— Waterloo, Ontario
It began with the geese.
I was sitting by myself, beside a small pond, when a pair of them wandered up to waterside. I didn’t mind the company, but I was a little apprehensive. Geese aren’t known for their charm, and I was probably trespassing on their territory anyway.
I quickly ran through worst-case scenarios in my head, planning my best defensive options: “If they go for my eyes, I’ll bring my hands up like this. . .”
But my fears were unnecessary. The geese eyed me for a few seconds, dismissed me, and then proceeded to preen themselves in front of me.
I watched this for nearly 15 minutes, and while it was probably pretty normal goose behavior, their methods struck me as odd. One of them in particular spent several minutes standing on one leg, poised like a ballet dancer with the other sticking out behind him. Then he sat down, shat out some green poop, stood back up and switched to his other leg. All while still cleaning his feathers.
◊ ◊ ◊
This incident alone is, I admit, a mundane and boring story and wouldn’t normally merit the space I’ve given it. But for the rest of that day, other birds kept appearing around me in unexpected contexts. For the next few hours, I found myself watching birds without actually looking for them.
To make sense of the incidents, I starting imposing a spurious narrative coherence on all that I saw. The geese were Act I of this drama.
Act II featured three ducks. I was walking through a nearby university’s campus and stumbled upon a violent mallard love triangle. Two males were fighting over and on top of a female.
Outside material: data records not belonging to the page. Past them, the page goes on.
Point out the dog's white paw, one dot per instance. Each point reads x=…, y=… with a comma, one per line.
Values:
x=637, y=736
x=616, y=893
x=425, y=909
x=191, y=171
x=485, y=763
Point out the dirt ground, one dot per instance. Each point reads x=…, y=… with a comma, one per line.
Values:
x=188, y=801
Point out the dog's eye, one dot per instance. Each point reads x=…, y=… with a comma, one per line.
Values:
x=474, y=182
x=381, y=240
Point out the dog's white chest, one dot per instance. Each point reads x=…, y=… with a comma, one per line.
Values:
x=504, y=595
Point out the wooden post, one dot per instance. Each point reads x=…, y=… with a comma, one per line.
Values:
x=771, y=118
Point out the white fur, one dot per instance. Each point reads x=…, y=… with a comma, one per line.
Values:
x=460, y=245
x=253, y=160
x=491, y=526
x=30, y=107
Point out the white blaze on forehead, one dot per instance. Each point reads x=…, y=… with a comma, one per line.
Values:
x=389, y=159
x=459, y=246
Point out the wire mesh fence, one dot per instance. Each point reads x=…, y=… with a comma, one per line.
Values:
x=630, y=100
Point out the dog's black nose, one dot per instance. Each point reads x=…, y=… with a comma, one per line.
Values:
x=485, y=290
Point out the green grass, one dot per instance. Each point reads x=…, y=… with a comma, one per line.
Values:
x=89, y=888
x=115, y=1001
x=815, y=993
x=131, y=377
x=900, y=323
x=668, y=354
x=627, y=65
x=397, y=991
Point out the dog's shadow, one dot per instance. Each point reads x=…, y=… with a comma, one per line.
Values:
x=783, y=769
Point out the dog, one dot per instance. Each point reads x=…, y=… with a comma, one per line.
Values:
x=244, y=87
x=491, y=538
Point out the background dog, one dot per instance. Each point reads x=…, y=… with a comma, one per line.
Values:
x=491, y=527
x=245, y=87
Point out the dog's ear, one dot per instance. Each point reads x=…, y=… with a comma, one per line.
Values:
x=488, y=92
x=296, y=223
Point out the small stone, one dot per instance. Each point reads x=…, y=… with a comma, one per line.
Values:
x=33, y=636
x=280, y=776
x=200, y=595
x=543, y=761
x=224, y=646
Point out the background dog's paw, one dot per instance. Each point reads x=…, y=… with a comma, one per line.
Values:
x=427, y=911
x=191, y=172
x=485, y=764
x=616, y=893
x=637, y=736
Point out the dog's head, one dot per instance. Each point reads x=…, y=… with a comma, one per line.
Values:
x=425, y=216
They were rolling around, snapping at each other’s necks, and stepping on their poor bride-to-be. She didn’t seem to have any complaints though, as she sat passively by to be trodden on and kicked. True love indeed.
This lovers’ quarrel was unexpected, but Act III felt slightly surreal.
I was walking past a small, empty parking lot, when I noticed a lone chocolate cupcake with pink frosting sitting there on the pavement. It was upright, as though it had been placed (rather than dropped) there.
Even as I noticed this, a large black bird (let’s call it a crow) landed beside the cupcake. The crow pecked at it, sending chunks of pink flying; then the crow grabbed the whole thing in its beak and took flight, retreating to the top of a nearby building.
“Crow eats cupcake”
It was the newest headline in the small-town newspaper that is my life.
As I was processing this, I noticed the next bird, the star of Act IV . . . a shriveled corpse resting in the weeds.
It was once a little songbird. Now it was little more than a few dried feathers and bones.
“Coroner says bird died unnatural death”
Unlike its cousin the crow, this little fellow hadn’t adapted to modern industrial life. It lay at the foot of a large, opaque window, one that reminded me of a police interrogation room. Apparently it had mistaken reflection for reality.
◊ ◊ ◊
Act V: This story began with geese, but it ends with a peacock.
There is a little zoo in a little park not far from the university. I walked there on a different day–making this anecdote, perhaps, less of an Act and more of an Epilogue.
The zoo has several enclosures with one devoted entirely to birds: chickens, turkeys, pheasants–and peacocks. The birds seem to be a local attraction. That day, I felt out-of-place among the retired couples and parents with their toddlers so I didn’t look at the birds for long.
But as I was leaving, I saw one of the exotic residents–one of the two male peacocks–dashing up a nearby hill.
I didn’t actually see him escape, but it didn’t seem like anyone else had either. No one seemed alarmed. I saw two people pull out their cell phones, but they just used them to film the escapee. (After all, who exactly would one have called for help?) After running a large circle around the park, the peacock disappeared into a nearby grove of trees.
The remaining male peacock, still in the cage cried out repeatedly, even after the other disappeared entirely. As one mom explained to her little boy: “He’s calling for his friend.”
A recording I took of the caged peacock.
I left around this time so I don’t know how the escape ended. I haven’t been back to the zoo, but I assume he was recaptured. I somehow doubt he strayed far from his cage.
But perhaps he is still out there, wandering the city, surprising the residents, and eluding city authorities.
Whatever happened in his story, he provided me with a thrilling prison break to close my own non-narrative.
Liberty or death, man.
I saw both, and some duck sex antics too.